Luke Davis

A year of opportunity for crowdfunding




After demonstrating their optimism and resilience last year, entrepreneurs, investors and crowdfunding platforms are well positioned to seize the opportunities for growth that lie ahead.

The two blockbuster events coming up in March – the likely triggering of Article 50 and the Spring Statement – afford the government new opportunities to more vigorously champion the vital role SMEs continue to play in driving economic growth nationwide.

We can expect a renewed focus on SME-led growth in 2017, with the Treasury-led patient capital review to return its findings this year. From this investigation into the barriers SMEs face in accessing growth capital, it is likely that the government will undertake ambitious actions to support scale-up finance. As she told the CBI in November, the Prime Minister Theresa May aims to improve the nation’s backing of growing businesses; at present the UK ranks only 13th in the OECD for scale-up support. As a result, SME and investor-friendly measures are predicted to follow as a matter of urgency for a Brexit government searching for a long-term growth strategy. 

This new focus will not be short on potential. With SME confidence resiliently high, the crowdfunding industry is likely to continue moving from strength to strength as the private and public sector enhance their focus on growth finance. However, to ensure businesses have access to the full depth of Britain’s funding pool, greater education and awareness will be necessary. In the wake of the EU referendum result, a survey by IW Capital and Crowdfinders found that 43% of consumers and investors in the UK do not feel as though they have sufficient knowledge of alternative finance to decide whether to incorporate this into their future investment strategy. This shows that while there is a huge cause for optimism – 30% of British investors said they are considering alternative finance as part of their investment plans over the next 12 months – there are evidently still strides to be made for the alternative finance industry to reach its full potential.

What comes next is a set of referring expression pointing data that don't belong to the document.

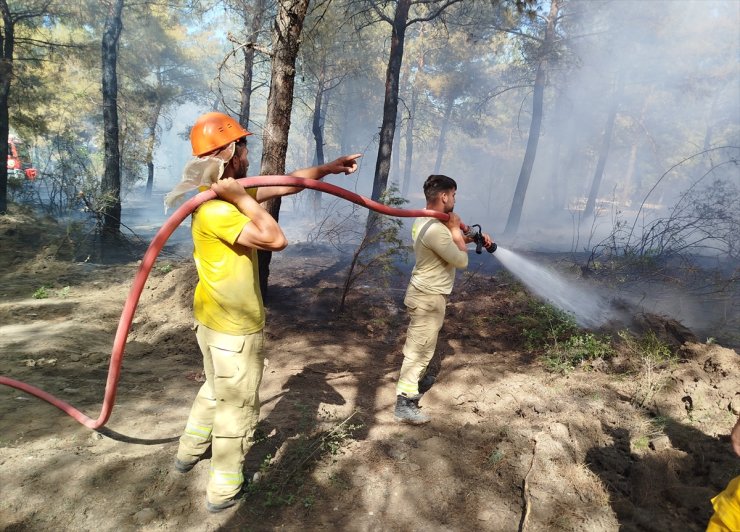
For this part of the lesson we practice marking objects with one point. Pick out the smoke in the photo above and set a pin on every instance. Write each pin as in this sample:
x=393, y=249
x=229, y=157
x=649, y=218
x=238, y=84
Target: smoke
x=590, y=309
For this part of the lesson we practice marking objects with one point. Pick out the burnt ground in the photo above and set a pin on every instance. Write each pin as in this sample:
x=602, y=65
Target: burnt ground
x=618, y=444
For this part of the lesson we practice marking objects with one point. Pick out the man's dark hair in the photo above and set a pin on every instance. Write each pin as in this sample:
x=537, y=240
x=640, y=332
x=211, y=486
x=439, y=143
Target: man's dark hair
x=437, y=183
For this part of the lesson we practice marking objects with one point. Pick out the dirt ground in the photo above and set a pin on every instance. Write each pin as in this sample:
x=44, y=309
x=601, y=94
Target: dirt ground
x=510, y=446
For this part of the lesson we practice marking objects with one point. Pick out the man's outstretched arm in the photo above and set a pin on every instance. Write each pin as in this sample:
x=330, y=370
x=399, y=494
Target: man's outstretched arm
x=347, y=164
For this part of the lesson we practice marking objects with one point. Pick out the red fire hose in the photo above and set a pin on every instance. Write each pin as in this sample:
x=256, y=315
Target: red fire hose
x=124, y=324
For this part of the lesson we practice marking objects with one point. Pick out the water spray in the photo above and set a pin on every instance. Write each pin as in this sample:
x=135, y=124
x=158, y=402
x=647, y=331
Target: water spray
x=589, y=308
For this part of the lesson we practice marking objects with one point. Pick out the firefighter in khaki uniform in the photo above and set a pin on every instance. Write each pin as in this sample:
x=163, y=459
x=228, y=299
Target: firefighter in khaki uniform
x=228, y=308
x=440, y=249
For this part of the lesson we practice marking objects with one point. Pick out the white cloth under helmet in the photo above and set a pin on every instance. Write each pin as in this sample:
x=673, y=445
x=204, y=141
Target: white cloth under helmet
x=199, y=172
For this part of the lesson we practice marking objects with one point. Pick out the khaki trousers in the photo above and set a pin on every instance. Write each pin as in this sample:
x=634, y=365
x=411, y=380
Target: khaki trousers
x=226, y=410
x=427, y=313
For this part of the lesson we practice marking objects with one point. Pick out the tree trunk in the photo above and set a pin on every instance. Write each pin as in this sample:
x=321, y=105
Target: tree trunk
x=409, y=144
x=286, y=34
x=111, y=182
x=246, y=96
x=317, y=129
x=151, y=143
x=7, y=43
x=515, y=214
x=603, y=153
x=443, y=133
x=390, y=107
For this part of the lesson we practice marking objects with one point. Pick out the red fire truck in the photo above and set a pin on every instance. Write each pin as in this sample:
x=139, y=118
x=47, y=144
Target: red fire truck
x=19, y=164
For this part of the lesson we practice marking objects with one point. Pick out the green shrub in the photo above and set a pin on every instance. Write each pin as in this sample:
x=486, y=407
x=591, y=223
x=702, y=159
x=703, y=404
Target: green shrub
x=578, y=350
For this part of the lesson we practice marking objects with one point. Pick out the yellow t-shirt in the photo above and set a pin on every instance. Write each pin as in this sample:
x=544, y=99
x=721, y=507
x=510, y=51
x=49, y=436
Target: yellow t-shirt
x=437, y=257
x=227, y=298
x=726, y=516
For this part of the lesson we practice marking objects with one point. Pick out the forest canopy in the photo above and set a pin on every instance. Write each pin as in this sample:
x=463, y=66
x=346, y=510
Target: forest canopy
x=544, y=112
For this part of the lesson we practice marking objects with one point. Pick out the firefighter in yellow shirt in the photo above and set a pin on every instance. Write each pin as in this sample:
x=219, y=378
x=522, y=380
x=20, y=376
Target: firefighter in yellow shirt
x=726, y=516
x=228, y=308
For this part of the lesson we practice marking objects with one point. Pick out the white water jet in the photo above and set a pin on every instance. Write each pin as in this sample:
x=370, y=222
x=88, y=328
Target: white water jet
x=590, y=309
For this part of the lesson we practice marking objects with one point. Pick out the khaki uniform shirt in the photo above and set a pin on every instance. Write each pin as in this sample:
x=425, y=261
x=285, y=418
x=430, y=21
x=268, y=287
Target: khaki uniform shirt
x=437, y=257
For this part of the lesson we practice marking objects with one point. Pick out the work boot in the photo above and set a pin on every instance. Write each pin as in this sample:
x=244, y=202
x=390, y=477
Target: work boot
x=407, y=411
x=426, y=383
x=214, y=508
x=184, y=467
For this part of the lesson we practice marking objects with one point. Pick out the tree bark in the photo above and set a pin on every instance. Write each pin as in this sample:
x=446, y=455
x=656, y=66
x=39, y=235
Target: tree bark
x=390, y=107
x=111, y=181
x=248, y=81
x=317, y=129
x=603, y=153
x=441, y=144
x=515, y=214
x=7, y=44
x=409, y=142
x=286, y=34
x=151, y=143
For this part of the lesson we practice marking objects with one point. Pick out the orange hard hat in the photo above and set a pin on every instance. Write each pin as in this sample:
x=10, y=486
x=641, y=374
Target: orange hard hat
x=212, y=131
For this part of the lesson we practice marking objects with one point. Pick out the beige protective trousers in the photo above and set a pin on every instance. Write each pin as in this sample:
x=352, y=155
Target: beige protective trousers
x=226, y=410
x=427, y=313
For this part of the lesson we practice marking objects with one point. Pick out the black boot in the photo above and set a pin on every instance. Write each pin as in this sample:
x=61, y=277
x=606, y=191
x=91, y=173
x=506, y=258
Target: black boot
x=407, y=411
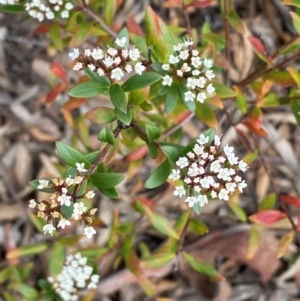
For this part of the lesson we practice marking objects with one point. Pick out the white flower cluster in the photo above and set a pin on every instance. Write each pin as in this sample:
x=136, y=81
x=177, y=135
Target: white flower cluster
x=51, y=209
x=186, y=64
x=208, y=171
x=75, y=275
x=114, y=63
x=40, y=10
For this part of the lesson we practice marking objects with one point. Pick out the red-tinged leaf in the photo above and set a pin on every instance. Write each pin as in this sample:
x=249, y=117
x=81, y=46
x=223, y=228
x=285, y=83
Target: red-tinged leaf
x=267, y=217
x=42, y=29
x=254, y=240
x=259, y=49
x=251, y=128
x=173, y=3
x=59, y=71
x=291, y=2
x=73, y=103
x=133, y=26
x=284, y=243
x=202, y=3
x=52, y=95
x=290, y=200
x=295, y=75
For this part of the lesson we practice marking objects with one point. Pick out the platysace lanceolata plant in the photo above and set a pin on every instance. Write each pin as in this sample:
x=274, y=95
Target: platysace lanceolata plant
x=75, y=276
x=208, y=172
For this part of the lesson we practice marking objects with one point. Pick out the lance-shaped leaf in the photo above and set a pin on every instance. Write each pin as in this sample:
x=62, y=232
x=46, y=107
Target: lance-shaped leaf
x=101, y=115
x=284, y=243
x=159, y=222
x=159, y=175
x=106, y=180
x=88, y=89
x=70, y=155
x=158, y=36
x=201, y=267
x=118, y=97
x=140, y=81
x=267, y=217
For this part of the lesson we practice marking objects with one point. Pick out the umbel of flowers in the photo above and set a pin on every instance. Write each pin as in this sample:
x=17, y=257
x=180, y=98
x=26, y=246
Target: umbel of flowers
x=76, y=275
x=208, y=171
x=65, y=196
x=185, y=65
x=112, y=62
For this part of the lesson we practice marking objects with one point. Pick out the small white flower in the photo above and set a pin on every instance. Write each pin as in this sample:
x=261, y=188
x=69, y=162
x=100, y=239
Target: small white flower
x=90, y=194
x=241, y=186
x=223, y=194
x=175, y=175
x=139, y=68
x=201, y=97
x=112, y=51
x=208, y=63
x=64, y=200
x=202, y=139
x=117, y=73
x=80, y=167
x=62, y=223
x=182, y=162
x=97, y=54
x=180, y=191
x=48, y=228
x=121, y=42
x=75, y=54
x=134, y=54
x=77, y=66
x=167, y=80
x=174, y=59
x=189, y=96
x=209, y=74
x=210, y=89
x=165, y=67
x=89, y=232
x=243, y=166
x=184, y=54
x=32, y=203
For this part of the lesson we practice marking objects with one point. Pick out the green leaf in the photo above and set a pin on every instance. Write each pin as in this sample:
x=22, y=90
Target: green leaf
x=124, y=117
x=201, y=267
x=57, y=259
x=70, y=155
x=153, y=132
x=171, y=150
x=223, y=91
x=171, y=99
x=106, y=180
x=295, y=105
x=12, y=9
x=101, y=115
x=156, y=261
x=159, y=175
x=118, y=97
x=296, y=21
x=236, y=22
x=159, y=222
x=110, y=193
x=141, y=81
x=107, y=135
x=27, y=250
x=123, y=34
x=95, y=77
x=206, y=114
x=88, y=89
x=158, y=36
x=54, y=34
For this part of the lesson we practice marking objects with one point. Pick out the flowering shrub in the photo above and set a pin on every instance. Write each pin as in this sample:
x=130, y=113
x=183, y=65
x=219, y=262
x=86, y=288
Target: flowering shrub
x=153, y=80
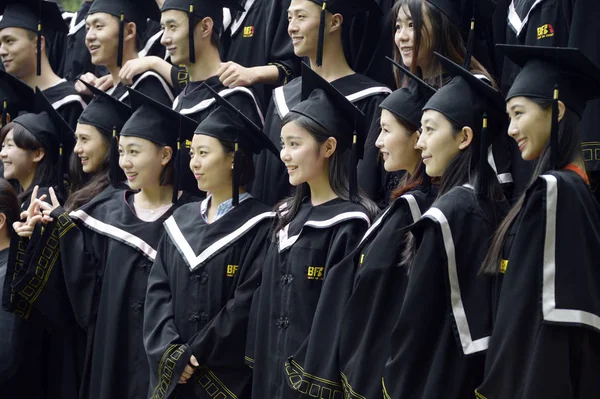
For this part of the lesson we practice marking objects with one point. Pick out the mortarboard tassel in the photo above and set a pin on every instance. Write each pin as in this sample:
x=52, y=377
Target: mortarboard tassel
x=191, y=27
x=353, y=166
x=60, y=174
x=470, y=46
x=235, y=176
x=482, y=183
x=39, y=48
x=321, y=40
x=121, y=39
x=113, y=172
x=554, y=131
x=4, y=113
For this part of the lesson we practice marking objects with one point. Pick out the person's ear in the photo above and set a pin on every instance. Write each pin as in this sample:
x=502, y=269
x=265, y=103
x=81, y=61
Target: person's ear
x=130, y=31
x=206, y=27
x=464, y=138
x=561, y=110
x=329, y=147
x=38, y=155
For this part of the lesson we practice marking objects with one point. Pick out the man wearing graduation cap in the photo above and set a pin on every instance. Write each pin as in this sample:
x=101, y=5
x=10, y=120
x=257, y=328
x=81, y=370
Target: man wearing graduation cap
x=315, y=27
x=258, y=50
x=25, y=32
x=192, y=31
x=194, y=254
x=114, y=31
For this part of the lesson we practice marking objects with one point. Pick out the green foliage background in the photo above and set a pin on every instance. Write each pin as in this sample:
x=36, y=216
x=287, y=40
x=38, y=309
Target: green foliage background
x=70, y=5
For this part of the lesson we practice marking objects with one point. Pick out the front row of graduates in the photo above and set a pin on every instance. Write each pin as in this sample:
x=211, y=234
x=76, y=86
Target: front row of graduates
x=448, y=293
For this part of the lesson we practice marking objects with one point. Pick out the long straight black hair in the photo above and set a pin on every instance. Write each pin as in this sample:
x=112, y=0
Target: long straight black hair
x=569, y=149
x=46, y=170
x=338, y=176
x=86, y=186
x=464, y=169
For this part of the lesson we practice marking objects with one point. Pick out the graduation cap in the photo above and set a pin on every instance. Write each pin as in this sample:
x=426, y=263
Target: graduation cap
x=41, y=17
x=16, y=97
x=152, y=120
x=407, y=103
x=137, y=11
x=105, y=112
x=554, y=73
x=347, y=8
x=325, y=105
x=469, y=101
x=200, y=9
x=52, y=131
x=228, y=123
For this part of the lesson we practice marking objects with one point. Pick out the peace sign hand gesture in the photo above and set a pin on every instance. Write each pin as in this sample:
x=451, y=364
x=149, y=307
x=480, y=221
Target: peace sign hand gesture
x=32, y=215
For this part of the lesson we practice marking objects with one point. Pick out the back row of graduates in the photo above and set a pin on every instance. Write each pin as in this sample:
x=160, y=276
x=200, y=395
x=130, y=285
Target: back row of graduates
x=144, y=290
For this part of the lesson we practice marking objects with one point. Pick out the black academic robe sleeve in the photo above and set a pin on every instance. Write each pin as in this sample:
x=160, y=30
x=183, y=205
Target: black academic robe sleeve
x=372, y=177
x=546, y=336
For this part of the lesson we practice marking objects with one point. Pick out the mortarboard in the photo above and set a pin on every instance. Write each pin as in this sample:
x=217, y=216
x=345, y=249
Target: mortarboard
x=105, y=112
x=16, y=97
x=52, y=131
x=198, y=10
x=41, y=17
x=228, y=123
x=347, y=8
x=137, y=11
x=407, y=103
x=152, y=120
x=325, y=105
x=554, y=73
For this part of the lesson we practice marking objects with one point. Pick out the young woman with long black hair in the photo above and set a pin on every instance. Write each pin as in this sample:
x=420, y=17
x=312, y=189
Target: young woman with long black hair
x=546, y=337
x=313, y=230
x=441, y=334
x=107, y=247
x=208, y=267
x=362, y=295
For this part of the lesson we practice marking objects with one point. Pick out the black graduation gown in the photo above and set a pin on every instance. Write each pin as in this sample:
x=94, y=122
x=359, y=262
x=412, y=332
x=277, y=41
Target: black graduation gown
x=257, y=37
x=360, y=301
x=76, y=57
x=294, y=270
x=67, y=101
x=198, y=301
x=271, y=183
x=554, y=23
x=546, y=337
x=439, y=341
x=106, y=253
x=36, y=294
x=149, y=83
x=20, y=342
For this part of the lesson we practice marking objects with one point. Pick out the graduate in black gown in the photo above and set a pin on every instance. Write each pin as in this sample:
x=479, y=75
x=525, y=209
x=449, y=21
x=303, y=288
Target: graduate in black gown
x=314, y=230
x=20, y=340
x=257, y=49
x=112, y=44
x=208, y=268
x=198, y=51
x=439, y=341
x=329, y=61
x=546, y=336
x=107, y=248
x=362, y=296
x=28, y=61
x=58, y=352
x=556, y=23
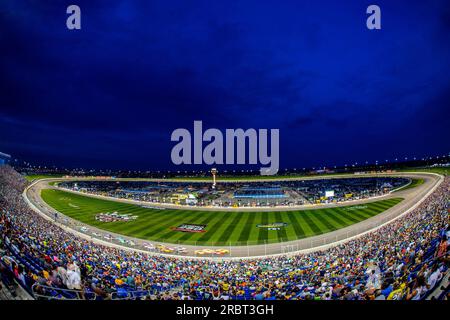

At both IW Capital and Crowdfinders, we will endeavour to communicate as widely as possible with investors and entrepreneurs alike to ensure SMEs do not feel the need to rely solely upon their own savings, the bank of mum and dad or increasingly hesitant high street banks to start or grow their business.  

After all, crowdfunding isn’t just for start-ups and over the course of the year we may well witness the end of that assumption. Our own recently launched online investment platform and £100m Race to Scale fund, although offering support to businesses large and small, were principally designed to support the generation of SMEs that already benefitted from the post-2008 alternative finance boom. These businesses now find themselves in a state of limbo – with their growth capital needs too large for traditional crowdfunding platforms, while remaining too small in size to attract institutional investment. For both the private sector and government, providing education and raising awareness of the platforms that exist to support the growth of businesses of all sizes will be a priority. Personally, I think the vital signs show that the crowdfunding sector has the potential to play an ever more expansionary role if platforms are able to adapt to the true state of British business and seize the opportunities upcoming government measures can create.